Scar tissue can start begin to form within 2 days of the tear and thus physiotherapy can commence. In the early stages of rehabilitation as symptoms improve it is important to restore normal walking patterns to avoid developing compensations. Our physiotherapists will help our patients activate and use the correct muscles with exercises and gait retraining. Incorporating an exercise program to improve range of motion, flexibility, strength, endurance and motor control is essential for recovery and should be implemented once symptoms allow. Gentle stretching is important to lengthen the muscle, improving elasticity and distending the scar tissue appropriately (Jarvinen et al 2005). Ice is useful in the acute stage and patients will often benefit from the use of Tubigrip compression to support the injury site.
Within 10 days of the injury, scar tissue that has formed over the tear will have the same tensile strength as normal muscle and gradual loading can begin (Dixon et al 2009). Strengthening exercises will be provided for the muscles in the thigh and will progress in difficulty until the injured leg’s strength and endurance is comparable to the non-injured leg. Brukner and Khan recommend addressing biomechanical factors that preceded the injury such as muscle tightness, lumbopelvic dysfunction or knee/ankle related abnormalities.

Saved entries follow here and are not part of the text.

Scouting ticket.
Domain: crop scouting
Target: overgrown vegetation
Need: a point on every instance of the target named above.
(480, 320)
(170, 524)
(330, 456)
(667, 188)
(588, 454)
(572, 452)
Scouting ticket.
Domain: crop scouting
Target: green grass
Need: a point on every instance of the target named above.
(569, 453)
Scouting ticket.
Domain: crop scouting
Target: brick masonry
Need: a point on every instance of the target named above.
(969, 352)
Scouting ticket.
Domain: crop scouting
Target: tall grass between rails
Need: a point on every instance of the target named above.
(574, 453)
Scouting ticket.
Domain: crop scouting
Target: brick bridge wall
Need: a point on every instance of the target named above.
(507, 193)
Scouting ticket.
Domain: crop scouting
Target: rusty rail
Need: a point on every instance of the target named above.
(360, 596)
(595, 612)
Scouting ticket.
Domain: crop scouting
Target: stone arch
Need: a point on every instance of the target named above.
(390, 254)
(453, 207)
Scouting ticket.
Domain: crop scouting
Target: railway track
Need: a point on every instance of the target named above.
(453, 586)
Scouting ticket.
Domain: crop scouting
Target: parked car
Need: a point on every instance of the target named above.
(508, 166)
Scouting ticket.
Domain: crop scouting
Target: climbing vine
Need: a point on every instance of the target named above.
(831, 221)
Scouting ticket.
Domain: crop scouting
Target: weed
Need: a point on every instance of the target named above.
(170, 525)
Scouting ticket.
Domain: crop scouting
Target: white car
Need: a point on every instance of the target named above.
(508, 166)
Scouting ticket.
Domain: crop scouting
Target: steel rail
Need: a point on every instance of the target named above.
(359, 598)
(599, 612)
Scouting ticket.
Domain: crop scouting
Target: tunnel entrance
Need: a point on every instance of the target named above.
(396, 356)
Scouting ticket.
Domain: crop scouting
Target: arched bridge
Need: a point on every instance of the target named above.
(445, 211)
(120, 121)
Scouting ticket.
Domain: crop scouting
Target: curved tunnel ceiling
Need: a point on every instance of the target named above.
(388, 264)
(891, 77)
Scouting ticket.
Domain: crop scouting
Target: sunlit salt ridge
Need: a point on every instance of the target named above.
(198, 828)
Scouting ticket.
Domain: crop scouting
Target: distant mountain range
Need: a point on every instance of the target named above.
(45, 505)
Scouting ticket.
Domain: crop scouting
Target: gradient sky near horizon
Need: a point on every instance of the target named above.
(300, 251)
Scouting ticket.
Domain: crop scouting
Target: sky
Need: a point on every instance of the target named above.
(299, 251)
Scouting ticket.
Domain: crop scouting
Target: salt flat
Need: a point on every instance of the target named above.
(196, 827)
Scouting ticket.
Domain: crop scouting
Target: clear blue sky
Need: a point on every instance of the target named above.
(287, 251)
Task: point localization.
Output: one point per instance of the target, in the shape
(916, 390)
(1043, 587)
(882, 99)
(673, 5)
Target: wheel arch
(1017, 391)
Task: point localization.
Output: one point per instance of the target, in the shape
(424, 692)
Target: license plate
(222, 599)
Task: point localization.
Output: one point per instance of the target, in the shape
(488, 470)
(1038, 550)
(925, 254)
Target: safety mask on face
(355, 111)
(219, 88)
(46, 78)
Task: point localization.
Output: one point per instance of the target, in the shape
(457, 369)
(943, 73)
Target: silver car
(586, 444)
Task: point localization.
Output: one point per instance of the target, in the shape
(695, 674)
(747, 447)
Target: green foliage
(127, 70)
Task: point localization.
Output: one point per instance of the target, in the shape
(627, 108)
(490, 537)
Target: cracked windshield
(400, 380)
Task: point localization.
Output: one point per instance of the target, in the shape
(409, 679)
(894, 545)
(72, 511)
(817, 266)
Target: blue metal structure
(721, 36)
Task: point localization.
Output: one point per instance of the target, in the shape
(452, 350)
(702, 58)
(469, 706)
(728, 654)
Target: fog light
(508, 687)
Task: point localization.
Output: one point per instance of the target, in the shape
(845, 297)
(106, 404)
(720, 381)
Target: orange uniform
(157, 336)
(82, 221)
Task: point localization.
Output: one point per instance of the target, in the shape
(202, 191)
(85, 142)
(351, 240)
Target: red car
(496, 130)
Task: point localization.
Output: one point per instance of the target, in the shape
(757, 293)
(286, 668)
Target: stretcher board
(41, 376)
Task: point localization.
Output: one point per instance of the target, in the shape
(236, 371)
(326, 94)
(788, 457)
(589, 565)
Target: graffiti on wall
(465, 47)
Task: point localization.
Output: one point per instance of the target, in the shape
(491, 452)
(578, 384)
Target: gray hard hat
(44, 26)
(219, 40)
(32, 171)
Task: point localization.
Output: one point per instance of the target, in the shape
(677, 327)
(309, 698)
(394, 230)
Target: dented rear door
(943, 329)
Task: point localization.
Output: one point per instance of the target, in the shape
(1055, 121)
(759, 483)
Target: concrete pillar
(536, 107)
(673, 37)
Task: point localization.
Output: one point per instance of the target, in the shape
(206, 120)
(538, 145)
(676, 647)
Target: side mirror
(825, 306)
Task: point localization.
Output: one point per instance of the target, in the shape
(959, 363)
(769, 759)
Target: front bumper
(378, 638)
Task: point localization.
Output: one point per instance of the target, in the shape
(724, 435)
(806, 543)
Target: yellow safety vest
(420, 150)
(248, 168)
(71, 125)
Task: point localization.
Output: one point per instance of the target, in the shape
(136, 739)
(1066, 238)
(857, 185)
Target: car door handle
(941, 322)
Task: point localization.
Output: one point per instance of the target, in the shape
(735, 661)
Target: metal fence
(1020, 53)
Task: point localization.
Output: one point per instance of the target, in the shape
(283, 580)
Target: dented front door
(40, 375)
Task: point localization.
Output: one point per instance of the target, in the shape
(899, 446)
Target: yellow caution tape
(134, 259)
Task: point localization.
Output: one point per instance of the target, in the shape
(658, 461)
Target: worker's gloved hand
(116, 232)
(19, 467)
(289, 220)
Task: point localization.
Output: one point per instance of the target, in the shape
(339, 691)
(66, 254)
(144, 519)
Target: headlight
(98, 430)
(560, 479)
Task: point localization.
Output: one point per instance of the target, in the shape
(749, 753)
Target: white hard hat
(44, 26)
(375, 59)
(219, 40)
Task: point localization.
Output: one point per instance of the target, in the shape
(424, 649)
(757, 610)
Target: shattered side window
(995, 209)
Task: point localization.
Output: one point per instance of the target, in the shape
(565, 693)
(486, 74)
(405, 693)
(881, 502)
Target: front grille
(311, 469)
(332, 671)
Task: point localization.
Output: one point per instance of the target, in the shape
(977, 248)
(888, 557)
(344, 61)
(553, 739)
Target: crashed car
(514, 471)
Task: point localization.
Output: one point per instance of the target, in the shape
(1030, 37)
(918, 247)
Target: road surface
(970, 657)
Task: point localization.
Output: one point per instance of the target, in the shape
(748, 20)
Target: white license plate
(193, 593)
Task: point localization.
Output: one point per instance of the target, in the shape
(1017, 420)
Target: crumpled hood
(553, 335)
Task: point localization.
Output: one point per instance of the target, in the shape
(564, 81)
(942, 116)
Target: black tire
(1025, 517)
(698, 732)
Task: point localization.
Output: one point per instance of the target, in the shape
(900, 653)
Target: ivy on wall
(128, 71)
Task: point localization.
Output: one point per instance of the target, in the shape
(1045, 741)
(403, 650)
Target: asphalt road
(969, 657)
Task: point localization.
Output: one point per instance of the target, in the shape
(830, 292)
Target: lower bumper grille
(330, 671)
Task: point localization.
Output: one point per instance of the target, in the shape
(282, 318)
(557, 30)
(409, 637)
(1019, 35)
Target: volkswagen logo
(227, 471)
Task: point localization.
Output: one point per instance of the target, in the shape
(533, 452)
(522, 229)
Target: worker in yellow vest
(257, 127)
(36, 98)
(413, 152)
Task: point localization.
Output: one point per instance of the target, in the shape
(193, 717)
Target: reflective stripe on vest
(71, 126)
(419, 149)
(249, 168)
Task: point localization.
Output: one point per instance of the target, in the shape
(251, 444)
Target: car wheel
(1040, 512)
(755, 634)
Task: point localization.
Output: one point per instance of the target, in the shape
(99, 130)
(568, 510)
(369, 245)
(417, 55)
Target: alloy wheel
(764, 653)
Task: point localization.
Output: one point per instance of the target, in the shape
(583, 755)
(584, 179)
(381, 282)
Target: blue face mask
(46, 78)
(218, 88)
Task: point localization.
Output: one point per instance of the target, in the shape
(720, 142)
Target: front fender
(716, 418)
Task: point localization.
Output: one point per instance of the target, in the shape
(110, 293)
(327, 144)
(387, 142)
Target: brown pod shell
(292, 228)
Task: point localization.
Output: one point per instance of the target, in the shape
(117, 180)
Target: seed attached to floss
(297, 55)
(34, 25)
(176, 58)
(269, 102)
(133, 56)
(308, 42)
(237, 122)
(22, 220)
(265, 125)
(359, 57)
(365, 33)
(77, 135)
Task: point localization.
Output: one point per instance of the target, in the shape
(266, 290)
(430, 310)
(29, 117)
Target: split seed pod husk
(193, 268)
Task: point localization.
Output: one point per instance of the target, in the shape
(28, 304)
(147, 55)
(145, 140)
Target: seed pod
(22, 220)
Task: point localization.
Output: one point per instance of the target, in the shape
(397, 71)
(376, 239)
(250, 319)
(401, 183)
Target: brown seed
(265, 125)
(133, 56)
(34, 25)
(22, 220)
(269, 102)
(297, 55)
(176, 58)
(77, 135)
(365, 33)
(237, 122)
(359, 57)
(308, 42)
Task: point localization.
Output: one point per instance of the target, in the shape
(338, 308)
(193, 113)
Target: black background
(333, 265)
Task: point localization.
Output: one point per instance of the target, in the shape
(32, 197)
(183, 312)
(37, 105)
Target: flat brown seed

How Does Physiotherapy Help?
As with any musculoskeletal injury, prevention is far superior to treatment, and physiotherapy is heavily involved in both of these phases. A pre-season screening can highlight any strength or length impairments or imbalances in the quadricep muscle group/kinetic chain through specific testing. This screening can also assess biomechanical factors including weakness in other muscle groups that may lead to increased loading through and eventual failure of the quadricep muscles. Once assessed our physiotherapists can then implement an appropriate exercise program and running/sprint program focused on injury prevention.
Once a quadricep tear does occur (regardless of the severity), early physiotherapy is crucial to achieve an optimal outcome and safe return to pre-injury function. Our staff will assess the severity of the quadricep injury, implement acute management strategies and recommend an appropriate treatment plan based on the patient’s goals and the extent of the damage. Treatment will focus on facilitating muscle healing through manual therapy, and include the prescription of a progressive exercise program including eccentric, concentric and neuromuscular strengthening, stretches and sport based functional exercises. An end stage running program will be included to ensure graduated return to sports involving agility, prolonged running and a graduated sprinting program. Any biomechanical deficits will also be addressed prior to return to sport or specific high level tasks. A safe discharge and full recovery is based on objective measures to ensure that muscle strength imbalances, technique and biomechanics are corrected to reduce the likelihood of re-injury. We use our AxIT dynamometers and force plates in clinic to assess strength and muscle endurance to ensure that these imbalances are addressed. Other useful markers and the ability to hop and jump, and perform vertical and horizontal jumping equal to the unaffected leg. Often a gym program will be designed for the recovering patient that they can continue with once discharged to help prevent further injuries arising.